Original rationale for this data sharing this information (from email dated 11/07/2017): Although registration numbers have been on the rise now for a number of years after nearly two decades of continuous decline, some breeds are not rebounding as well as others. The Board and staff have discussed this matter, and we are reaching out to each Parent Club to determine how AKC registration processes and procedures can be improved to better support breeders and to explore how AKC could further assist Parent Clubs in their mission to develop and steward their breeds. Additionally, the Board has asked that certain registration information be shared with each Parent Club in order to provide a statistical snapshot of the current state of each breed and to stimulate discussion within and between clubs and staff regarding possible improvement initiatives.
As noted in the previous distributions of this information, the attached includes the counts of litters, litter complement, and dogs registered for each year since 2008. The reports also include the counts of unique dogs and bitches that were bred or that participated in a sport. Those counts are finite and will change only minimally over time and generally only due to cancellations of litters, dogs and/or awards. However, the reports also contain numbers that are “To Date” which will often change each time we produce these statistics (see definition below).
Please notice that the number of unique dog/bitches in conformation has increased compared to previous reports. This is due to an omission of Specialty and Parent Specialty events when data was originally pulled. Spotted by Dr. Harvey Mohrenweiser, Delegate for the Standard Schnauzer Club of America, this has been fixed and is correct going forward.

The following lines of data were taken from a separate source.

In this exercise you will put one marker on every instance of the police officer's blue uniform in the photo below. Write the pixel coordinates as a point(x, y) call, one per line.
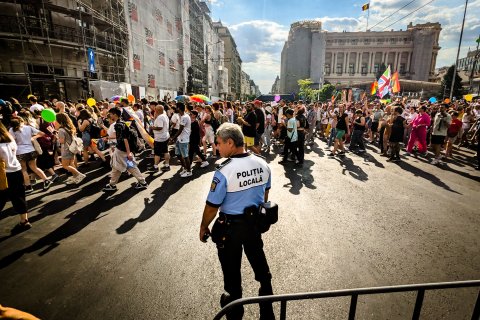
point(240, 182)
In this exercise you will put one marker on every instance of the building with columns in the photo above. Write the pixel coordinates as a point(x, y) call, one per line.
point(349, 58)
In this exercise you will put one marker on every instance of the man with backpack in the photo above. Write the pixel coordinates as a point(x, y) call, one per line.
point(123, 157)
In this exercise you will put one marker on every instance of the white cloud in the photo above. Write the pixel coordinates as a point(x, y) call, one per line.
point(260, 42)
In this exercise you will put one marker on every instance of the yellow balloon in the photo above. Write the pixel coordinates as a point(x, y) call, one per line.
point(91, 102)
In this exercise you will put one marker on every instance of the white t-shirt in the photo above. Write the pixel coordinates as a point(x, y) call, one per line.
point(161, 122)
point(111, 132)
point(139, 113)
point(229, 114)
point(175, 121)
point(8, 154)
point(185, 121)
point(37, 107)
point(23, 138)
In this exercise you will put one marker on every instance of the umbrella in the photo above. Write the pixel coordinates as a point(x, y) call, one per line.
point(199, 98)
point(115, 98)
point(182, 98)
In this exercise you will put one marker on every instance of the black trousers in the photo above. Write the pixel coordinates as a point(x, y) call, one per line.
point(15, 192)
point(289, 147)
point(233, 235)
point(301, 146)
point(195, 149)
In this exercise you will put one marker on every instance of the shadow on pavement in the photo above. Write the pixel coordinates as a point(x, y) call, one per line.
point(299, 176)
point(355, 171)
point(159, 196)
point(77, 221)
point(425, 175)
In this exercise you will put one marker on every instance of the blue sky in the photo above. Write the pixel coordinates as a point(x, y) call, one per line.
point(260, 27)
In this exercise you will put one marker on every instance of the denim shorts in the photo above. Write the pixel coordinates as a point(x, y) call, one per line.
point(340, 134)
point(181, 149)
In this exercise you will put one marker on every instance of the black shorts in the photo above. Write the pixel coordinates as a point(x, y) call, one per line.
point(15, 192)
point(160, 148)
point(437, 139)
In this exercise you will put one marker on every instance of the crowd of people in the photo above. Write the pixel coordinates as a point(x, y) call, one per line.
point(113, 133)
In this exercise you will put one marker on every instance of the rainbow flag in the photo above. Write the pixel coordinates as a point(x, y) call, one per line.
point(384, 83)
point(395, 83)
point(373, 88)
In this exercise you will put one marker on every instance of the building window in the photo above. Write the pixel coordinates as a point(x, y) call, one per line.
point(364, 69)
point(339, 68)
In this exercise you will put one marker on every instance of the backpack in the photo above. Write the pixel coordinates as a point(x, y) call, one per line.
point(215, 124)
point(76, 146)
point(132, 138)
point(94, 129)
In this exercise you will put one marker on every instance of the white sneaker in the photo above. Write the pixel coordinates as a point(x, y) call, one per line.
point(70, 180)
point(79, 178)
point(186, 174)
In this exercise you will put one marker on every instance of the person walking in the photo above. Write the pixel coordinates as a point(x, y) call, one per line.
point(182, 139)
point(26, 154)
point(122, 158)
point(11, 174)
point(242, 181)
point(419, 132)
point(66, 132)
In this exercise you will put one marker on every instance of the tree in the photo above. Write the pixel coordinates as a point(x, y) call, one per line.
point(447, 84)
point(305, 88)
point(326, 92)
point(381, 70)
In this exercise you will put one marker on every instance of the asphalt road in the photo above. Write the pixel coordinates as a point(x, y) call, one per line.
point(357, 222)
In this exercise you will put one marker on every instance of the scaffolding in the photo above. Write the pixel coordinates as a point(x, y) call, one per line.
point(53, 37)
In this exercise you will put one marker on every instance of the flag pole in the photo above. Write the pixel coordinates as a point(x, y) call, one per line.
point(368, 14)
point(458, 52)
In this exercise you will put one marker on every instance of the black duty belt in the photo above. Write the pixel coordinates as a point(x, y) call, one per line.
point(232, 217)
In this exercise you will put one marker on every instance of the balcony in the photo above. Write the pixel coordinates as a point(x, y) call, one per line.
point(35, 29)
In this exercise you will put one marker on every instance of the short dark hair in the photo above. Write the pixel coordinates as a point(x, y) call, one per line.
point(116, 111)
point(180, 106)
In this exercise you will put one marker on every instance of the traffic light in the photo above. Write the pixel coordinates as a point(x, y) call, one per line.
point(85, 84)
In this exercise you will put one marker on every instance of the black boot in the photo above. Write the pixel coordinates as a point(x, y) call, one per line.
point(235, 313)
point(266, 309)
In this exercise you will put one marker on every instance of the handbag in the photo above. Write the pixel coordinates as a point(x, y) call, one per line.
point(3, 176)
point(37, 146)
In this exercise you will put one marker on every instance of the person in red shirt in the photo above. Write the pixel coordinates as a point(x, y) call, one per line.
point(452, 133)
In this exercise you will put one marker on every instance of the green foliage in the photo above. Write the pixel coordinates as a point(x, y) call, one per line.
point(308, 93)
point(326, 92)
point(447, 84)
point(306, 90)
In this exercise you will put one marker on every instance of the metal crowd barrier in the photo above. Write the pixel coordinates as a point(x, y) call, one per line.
point(354, 293)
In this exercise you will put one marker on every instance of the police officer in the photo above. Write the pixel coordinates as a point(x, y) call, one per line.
point(242, 181)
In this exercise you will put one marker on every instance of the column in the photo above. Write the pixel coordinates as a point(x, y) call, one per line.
point(372, 61)
point(407, 67)
point(333, 68)
point(345, 59)
point(359, 60)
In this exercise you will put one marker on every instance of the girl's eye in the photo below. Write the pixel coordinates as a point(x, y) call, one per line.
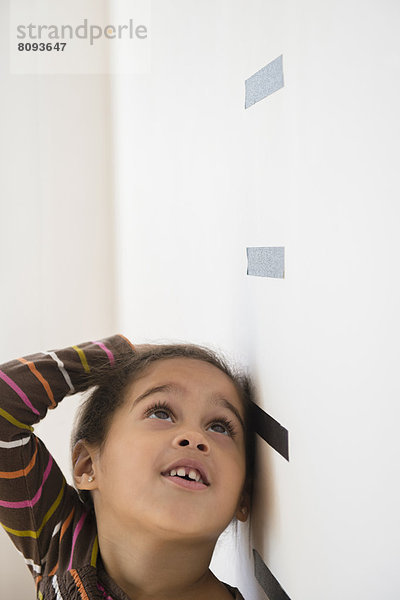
point(162, 412)
point(226, 426)
point(159, 409)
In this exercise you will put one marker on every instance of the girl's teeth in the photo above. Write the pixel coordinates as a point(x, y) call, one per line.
point(181, 472)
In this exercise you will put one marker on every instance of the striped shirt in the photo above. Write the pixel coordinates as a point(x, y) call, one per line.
point(42, 514)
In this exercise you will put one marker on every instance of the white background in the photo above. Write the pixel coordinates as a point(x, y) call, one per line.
point(193, 179)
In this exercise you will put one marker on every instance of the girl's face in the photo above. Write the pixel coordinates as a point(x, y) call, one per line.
point(179, 410)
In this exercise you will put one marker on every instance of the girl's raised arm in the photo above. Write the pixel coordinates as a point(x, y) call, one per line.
point(36, 505)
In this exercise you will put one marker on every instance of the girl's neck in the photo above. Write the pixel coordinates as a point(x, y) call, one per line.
point(154, 569)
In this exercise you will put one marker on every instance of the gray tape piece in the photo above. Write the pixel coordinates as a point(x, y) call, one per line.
point(266, 262)
point(266, 81)
point(269, 584)
point(270, 430)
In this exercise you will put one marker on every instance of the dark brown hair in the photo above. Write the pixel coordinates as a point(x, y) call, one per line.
point(96, 413)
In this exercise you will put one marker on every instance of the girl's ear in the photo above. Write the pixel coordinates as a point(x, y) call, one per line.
point(83, 470)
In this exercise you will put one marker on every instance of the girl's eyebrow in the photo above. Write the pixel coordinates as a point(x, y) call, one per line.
point(215, 399)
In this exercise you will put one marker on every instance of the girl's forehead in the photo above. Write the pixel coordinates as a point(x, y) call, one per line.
point(183, 376)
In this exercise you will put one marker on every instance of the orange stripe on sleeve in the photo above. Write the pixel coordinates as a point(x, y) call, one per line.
point(64, 528)
point(22, 472)
point(42, 380)
point(79, 584)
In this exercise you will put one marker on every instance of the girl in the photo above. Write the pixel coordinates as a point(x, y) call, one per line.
point(162, 458)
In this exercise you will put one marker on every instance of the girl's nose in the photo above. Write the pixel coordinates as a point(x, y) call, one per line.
point(192, 439)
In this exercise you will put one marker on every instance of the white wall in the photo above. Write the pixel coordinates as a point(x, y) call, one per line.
point(56, 234)
point(311, 168)
point(198, 178)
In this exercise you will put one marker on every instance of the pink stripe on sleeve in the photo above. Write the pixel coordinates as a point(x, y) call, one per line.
point(18, 390)
point(107, 351)
point(74, 537)
point(25, 503)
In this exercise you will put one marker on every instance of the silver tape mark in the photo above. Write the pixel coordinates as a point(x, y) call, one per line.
point(266, 81)
point(266, 262)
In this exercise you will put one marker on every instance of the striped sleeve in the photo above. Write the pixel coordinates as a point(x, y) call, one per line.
point(33, 494)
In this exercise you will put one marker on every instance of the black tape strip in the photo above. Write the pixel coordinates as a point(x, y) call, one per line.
point(271, 431)
point(269, 584)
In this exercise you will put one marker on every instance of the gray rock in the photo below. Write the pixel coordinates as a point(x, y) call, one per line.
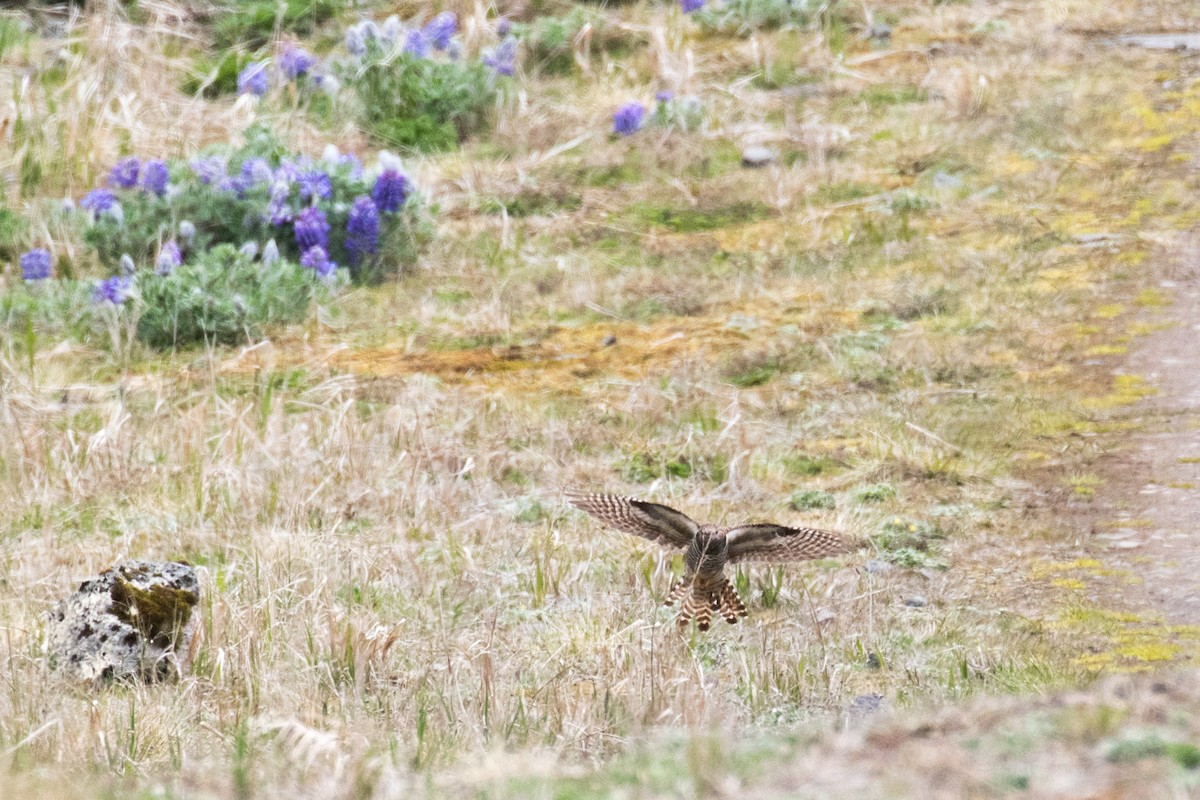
point(757, 156)
point(132, 623)
point(946, 181)
point(863, 707)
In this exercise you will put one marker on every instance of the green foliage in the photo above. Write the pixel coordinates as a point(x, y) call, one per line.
point(873, 493)
point(809, 499)
point(697, 220)
point(55, 308)
point(679, 114)
point(910, 543)
point(1135, 749)
point(744, 17)
point(223, 298)
point(215, 76)
point(253, 23)
point(11, 228)
point(419, 103)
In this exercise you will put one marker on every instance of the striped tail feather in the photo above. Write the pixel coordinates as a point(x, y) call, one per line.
point(730, 605)
point(697, 606)
point(677, 591)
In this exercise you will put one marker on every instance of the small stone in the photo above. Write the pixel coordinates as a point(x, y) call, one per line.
point(946, 181)
point(863, 707)
point(757, 156)
point(132, 623)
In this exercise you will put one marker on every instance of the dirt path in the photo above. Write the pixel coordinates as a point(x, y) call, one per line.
point(1147, 515)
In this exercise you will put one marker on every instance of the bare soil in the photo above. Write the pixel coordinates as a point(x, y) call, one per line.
point(1145, 517)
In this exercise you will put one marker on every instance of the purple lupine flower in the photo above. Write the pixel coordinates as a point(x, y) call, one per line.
point(252, 79)
point(99, 200)
point(35, 265)
point(417, 44)
point(317, 259)
point(209, 169)
point(169, 257)
point(114, 290)
point(503, 58)
point(316, 184)
point(439, 30)
point(390, 191)
point(125, 173)
point(155, 176)
point(279, 210)
point(363, 229)
point(628, 119)
point(312, 229)
point(297, 62)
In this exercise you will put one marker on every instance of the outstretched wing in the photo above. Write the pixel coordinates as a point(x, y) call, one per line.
point(655, 522)
point(775, 543)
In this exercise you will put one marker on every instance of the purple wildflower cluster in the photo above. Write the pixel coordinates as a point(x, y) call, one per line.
point(363, 229)
point(114, 290)
point(390, 191)
point(628, 119)
point(325, 205)
point(35, 265)
point(253, 79)
point(297, 62)
point(311, 229)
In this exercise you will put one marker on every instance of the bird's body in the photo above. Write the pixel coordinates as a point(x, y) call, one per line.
point(707, 549)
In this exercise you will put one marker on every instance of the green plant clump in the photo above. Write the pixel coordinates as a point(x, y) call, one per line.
point(420, 103)
point(223, 298)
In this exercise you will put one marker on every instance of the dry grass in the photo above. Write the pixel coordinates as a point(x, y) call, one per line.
point(395, 599)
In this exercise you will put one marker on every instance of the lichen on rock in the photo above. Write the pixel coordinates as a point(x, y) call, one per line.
point(132, 623)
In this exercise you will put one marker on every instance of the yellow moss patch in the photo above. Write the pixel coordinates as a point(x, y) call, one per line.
point(1151, 299)
point(1068, 583)
point(1127, 390)
point(1149, 651)
point(1107, 349)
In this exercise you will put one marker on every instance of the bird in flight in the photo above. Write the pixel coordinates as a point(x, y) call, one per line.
point(703, 588)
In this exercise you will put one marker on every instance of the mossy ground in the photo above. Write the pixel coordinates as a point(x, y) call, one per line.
point(916, 311)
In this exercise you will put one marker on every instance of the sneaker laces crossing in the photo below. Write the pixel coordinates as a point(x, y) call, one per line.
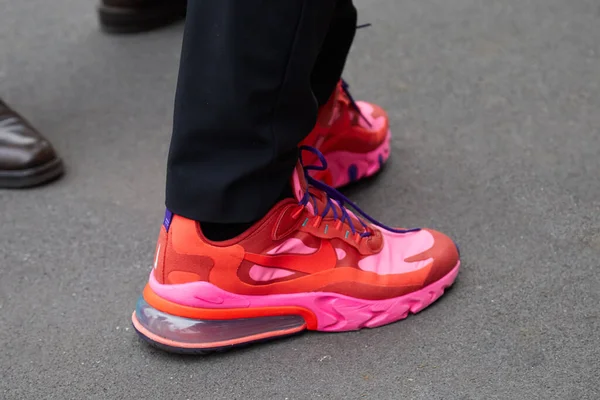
point(335, 198)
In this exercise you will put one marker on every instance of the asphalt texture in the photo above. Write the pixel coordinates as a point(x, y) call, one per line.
point(495, 111)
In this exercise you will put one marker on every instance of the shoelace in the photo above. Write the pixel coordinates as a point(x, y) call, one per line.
point(334, 197)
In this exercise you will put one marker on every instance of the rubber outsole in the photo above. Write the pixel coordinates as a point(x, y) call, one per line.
point(178, 327)
point(134, 20)
point(31, 177)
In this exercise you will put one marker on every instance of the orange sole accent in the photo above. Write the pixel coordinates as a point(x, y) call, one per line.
point(212, 345)
point(226, 313)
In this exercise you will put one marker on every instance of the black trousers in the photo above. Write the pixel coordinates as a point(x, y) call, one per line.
point(252, 76)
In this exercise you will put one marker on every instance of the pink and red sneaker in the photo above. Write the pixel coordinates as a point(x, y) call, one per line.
point(314, 262)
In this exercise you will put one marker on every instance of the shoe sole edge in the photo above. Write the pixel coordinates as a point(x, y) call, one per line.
point(354, 314)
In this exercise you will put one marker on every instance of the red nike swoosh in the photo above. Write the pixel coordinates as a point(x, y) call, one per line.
point(321, 260)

Definitions: Complement: This is the count of pups from each AKC litter. To Date: There are a number of rows that indicate “to date,” such as “Total Complement in Conformation (to date).” All rows with “to date” information are refreshed every time we reprocess this report. This is so you will have an accurate picture of the puppies produced in any given year. For instance, of the 1.7 million puppies produced in AKC Litters in 2008 (a.k.a., the Litter Complement for 2008), over 47,000 or 2.8% have thus far gone on to participate in conformation as of July 2020. Every time we update this chart, the system looks at all litters from 2008 to see if any additional dogs have started in conformation. Obviously, there will not be many 2008 pups entering Conformation or Breeding for the first time in 2020, but there will be many updates to the information known about pups born in more recent years. Unique: “Unique” indicates the number of individual dogs participating in an activity such as breeding or exhibiting, counting each unique dog only once. For example, the same dog might have participated multiple times in a sport during a single year, but is only counted as one unique dog for that entire year.
“Competing In” vs “Placing In” : While we are able to accurately count unique dogs participating (i.e., entering) in Conformation and Companion events, we do not have complete entry data for all Performance events for the time period. Therefore, you will notice that for Performance Events we provide counts of unique placing in performance.